Industry notes: Banking


U.S. thrift earnings take hit

By Jeff McKinney
The Cincinnati Enquirer

        U.S. thrifts posted a 5 percent decline in second-quarter earnings from a year ago, according to the federal Office of Thrift Supervision.

        Thrifts earned $2.02 billion, down from $2.12 billion in 1999's second quarter, the industry's second-best quarter ever.

        The decline primarily was attributed to higher operating costs and a slight decline in net interest margin. Moreover, some thrifts reported a rise in problem loans tied to sub-prime lending. Those are loans made to borrowers with tarnished credit histories.

        Despite the lower earnings, the agency said the industry's second-quarter performance was strong and stabilizing interest rates should help savings and loans go forward.

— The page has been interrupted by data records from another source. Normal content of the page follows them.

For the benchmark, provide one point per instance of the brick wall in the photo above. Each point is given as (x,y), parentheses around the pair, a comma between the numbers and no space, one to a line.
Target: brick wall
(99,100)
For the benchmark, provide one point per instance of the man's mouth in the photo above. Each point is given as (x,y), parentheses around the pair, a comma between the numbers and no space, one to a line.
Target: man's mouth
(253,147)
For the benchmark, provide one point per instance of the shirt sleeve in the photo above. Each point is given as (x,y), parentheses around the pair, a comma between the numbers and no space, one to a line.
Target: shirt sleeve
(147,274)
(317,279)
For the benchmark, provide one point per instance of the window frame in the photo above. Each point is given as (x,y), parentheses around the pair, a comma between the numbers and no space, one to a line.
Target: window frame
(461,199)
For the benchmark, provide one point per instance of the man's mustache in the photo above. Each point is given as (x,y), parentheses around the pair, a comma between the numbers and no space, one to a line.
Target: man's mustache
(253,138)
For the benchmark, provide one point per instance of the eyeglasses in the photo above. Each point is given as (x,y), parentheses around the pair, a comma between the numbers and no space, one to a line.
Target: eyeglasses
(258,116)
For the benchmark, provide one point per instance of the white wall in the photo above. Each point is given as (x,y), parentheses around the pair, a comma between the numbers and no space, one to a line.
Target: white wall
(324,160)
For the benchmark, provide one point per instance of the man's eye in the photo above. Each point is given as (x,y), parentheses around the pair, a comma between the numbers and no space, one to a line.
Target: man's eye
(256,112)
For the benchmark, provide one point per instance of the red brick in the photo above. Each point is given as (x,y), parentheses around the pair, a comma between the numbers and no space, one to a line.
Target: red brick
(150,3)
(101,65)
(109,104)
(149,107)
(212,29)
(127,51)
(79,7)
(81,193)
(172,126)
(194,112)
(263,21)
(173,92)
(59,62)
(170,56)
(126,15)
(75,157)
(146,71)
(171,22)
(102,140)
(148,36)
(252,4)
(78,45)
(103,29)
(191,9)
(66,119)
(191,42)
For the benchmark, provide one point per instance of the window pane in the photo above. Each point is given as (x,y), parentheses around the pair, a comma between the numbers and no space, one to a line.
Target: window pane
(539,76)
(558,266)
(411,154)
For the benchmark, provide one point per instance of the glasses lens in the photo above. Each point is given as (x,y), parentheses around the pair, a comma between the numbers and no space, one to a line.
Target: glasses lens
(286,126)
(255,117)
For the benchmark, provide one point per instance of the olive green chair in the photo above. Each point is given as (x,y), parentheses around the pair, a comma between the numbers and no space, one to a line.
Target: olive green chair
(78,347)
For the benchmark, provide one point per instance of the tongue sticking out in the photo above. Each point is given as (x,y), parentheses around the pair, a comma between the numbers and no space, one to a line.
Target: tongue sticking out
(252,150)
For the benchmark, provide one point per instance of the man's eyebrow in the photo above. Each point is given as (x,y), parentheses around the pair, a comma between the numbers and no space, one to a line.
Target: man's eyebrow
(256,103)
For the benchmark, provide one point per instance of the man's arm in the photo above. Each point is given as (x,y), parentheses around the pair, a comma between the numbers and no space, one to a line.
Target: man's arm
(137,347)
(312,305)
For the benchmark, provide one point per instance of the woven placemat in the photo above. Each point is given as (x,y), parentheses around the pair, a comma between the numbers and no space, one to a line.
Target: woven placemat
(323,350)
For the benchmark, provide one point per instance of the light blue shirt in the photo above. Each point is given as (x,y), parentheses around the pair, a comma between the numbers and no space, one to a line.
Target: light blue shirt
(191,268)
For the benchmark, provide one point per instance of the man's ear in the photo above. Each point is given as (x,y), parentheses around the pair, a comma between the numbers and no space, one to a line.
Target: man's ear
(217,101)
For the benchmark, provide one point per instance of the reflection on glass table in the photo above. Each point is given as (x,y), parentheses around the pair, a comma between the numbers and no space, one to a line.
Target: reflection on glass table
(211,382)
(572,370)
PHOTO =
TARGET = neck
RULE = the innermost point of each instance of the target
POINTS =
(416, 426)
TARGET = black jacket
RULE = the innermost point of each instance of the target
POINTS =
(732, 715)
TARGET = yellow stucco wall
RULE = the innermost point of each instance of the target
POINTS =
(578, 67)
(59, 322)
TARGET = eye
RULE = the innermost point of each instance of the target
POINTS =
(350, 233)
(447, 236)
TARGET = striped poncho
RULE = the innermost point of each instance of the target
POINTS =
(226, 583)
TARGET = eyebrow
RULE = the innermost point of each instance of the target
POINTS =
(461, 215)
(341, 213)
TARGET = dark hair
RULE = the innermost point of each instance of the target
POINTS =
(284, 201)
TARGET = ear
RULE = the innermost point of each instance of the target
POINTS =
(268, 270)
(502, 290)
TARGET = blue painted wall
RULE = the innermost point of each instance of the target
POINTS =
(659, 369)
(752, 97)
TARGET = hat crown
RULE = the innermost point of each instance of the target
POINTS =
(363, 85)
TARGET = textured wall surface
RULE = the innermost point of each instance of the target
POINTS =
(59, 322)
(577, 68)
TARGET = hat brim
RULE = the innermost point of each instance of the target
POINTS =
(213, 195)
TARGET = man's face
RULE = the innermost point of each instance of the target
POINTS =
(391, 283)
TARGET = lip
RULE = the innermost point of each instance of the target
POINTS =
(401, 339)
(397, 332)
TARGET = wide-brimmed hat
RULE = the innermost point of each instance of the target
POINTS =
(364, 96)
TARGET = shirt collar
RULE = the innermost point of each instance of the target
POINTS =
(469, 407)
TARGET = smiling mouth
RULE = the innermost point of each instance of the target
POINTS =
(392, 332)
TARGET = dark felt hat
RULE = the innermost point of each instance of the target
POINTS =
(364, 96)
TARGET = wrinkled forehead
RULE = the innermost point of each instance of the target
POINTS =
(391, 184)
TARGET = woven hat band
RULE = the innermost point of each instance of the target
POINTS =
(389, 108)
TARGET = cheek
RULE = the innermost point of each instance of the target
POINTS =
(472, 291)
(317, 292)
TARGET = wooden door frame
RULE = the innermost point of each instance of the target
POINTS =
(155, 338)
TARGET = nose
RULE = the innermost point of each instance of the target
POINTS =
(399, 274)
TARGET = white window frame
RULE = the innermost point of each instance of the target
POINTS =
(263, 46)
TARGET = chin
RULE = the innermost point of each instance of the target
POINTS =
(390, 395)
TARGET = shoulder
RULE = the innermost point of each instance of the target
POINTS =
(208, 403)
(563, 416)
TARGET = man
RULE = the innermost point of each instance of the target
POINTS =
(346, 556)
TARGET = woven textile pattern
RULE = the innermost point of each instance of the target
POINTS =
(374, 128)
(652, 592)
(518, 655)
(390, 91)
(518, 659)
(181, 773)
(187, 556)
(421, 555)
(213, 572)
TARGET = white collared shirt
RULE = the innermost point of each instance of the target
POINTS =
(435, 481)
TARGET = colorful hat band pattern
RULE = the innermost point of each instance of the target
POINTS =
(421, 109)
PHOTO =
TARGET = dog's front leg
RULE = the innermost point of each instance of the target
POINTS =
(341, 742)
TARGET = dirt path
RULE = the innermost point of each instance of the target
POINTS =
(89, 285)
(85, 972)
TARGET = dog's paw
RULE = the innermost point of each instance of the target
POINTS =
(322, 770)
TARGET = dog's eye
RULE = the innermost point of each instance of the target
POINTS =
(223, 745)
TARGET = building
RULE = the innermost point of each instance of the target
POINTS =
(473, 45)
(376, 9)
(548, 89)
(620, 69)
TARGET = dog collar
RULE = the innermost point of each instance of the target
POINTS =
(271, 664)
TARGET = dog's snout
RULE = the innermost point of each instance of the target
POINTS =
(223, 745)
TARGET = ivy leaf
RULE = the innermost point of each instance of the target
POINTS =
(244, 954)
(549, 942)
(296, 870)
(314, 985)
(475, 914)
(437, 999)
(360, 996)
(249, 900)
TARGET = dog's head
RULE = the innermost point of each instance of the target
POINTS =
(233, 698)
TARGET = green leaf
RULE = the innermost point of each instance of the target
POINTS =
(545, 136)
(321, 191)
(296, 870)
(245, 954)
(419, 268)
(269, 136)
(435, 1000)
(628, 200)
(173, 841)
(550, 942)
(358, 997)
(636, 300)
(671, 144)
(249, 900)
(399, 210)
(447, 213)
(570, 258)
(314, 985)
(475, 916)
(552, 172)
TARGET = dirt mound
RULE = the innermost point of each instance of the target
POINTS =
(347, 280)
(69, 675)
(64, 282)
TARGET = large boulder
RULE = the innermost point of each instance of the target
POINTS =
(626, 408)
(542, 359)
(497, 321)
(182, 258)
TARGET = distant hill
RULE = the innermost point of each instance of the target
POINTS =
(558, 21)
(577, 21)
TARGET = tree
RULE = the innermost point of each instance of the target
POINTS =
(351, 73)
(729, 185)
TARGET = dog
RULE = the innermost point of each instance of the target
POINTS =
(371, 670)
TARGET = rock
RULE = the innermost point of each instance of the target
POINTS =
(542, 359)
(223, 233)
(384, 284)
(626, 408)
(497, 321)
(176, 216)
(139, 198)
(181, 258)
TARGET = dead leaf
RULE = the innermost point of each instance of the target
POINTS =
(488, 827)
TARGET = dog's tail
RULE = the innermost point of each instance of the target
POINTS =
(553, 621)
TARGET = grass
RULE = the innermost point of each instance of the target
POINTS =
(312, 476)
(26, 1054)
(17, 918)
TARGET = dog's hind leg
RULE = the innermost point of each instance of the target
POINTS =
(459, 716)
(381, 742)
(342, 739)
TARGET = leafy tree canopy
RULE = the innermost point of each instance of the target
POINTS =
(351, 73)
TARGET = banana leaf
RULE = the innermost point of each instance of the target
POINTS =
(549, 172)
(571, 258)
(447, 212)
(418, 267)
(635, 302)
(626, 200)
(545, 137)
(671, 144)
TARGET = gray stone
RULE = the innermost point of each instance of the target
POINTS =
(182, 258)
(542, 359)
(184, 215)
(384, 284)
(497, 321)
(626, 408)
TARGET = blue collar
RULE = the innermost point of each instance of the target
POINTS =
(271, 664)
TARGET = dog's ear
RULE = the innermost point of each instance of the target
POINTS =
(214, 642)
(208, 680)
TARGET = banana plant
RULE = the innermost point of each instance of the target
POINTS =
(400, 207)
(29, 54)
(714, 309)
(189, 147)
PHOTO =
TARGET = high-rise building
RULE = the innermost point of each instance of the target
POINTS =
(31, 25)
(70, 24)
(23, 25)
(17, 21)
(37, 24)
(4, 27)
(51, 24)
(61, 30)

        The agency said more nonperforming business loans and a greater competition — causing thrifts to seek nondeposit money to fund loans — could affect future performance. But it said the likelihood of rising rates beginning to moderate should help thrifts.
       

Greenspan advises caution amid changes

               The banking industry is in a period of rapid technological change, and regulators must keep pace, Federal Reserve Chairman Alan Greenspan said Monday.

        Mr. Greenspan said bankers must be careful in such changing times because they are losing the advantage they have always had in information. His remarks were made at the annual convention of the American Bankers Association in Washington, D.C.

        Competitors, with the aid of high-speed computers, have access to the same information about borrowers and financial market operations that the biggest banks have, Mr. Greenspan said.

        Mr. Greenspan said financial markets will be able to spot banks that are releasing “questionable” information, and he cautioned that such banks would pay a high price in loss of confidence.

        In addition to rapid advances in information brought on by computers, the regulatory framework has changed with passage of last year's sweeping bank overhaul legislation, Mr. Greenspan said. The new law did away with Depression-era barriers that had separated banks, insurance companies and securities firms.

        He said regulators were striving to adjust their supervision to the new law as well as a rapidly changing financial marketplace, which is creating a flood of new investment products.

        Mr. Greenspan, speaking from prepared remarks, said nothing about the overall U.S. economy and what actions the Fed may take on interest rates. The central bank has pushed interest rates up six times since June 1999 to slow economic growth and keep inflation in check.

        Many economists think the Fed is through raising rates for this year.
       

Mortgage servicers enjoy big profits

              

        Last year was more profitable for mortgage servicers than two years ago despite a continuation of industry consolidation.

        The nation's largest firms that handle mortgages serviced more than 14 million loans worth $1.3 trillion last year. The size of those companies' portfolios ranged from more than $300 million to more than $225 billion, according to a new study.

        The results came from the “2000 Cost of Servicing Study” conducted by the Mortgage Bankers Association of America (MBAA).

        The trade group surveyed 37 mortgage banking companies to determine income and costs for servicing one-to-four-unit home loans. The companies made up five groups — based on number of loans serviced — with the number of loans serviced ranging from 5,000 to 2 million.

        The largest services — those handling 750,000 loans or more — had the most revenue per loan at $425. The other servicing groups collected income ranging from $349 per loan to $401 per loan.

        The higher profits also came as industry consolidation continued and some large banking companies decided to leave the business.

        One example: PNC Financial Services Group Inc., which operates Cincinnati's fourth-largest bank, is seeking a buyer for its mortgage business, saying it's not large enough to compete with rivals such as Chase Manhattan Corp. and Wells Fargo & Co.

        But there's no guarantee that strong profitability will continue. Forces like the Federal Reserve's recent efforts to boost interest rates are expected to decrease home-lending activity this year.

        Doug Duncan, the MBAA's chief economist, said the industry's results occurred in a strong economy but questioned whether those results can be sustained as the economy slows.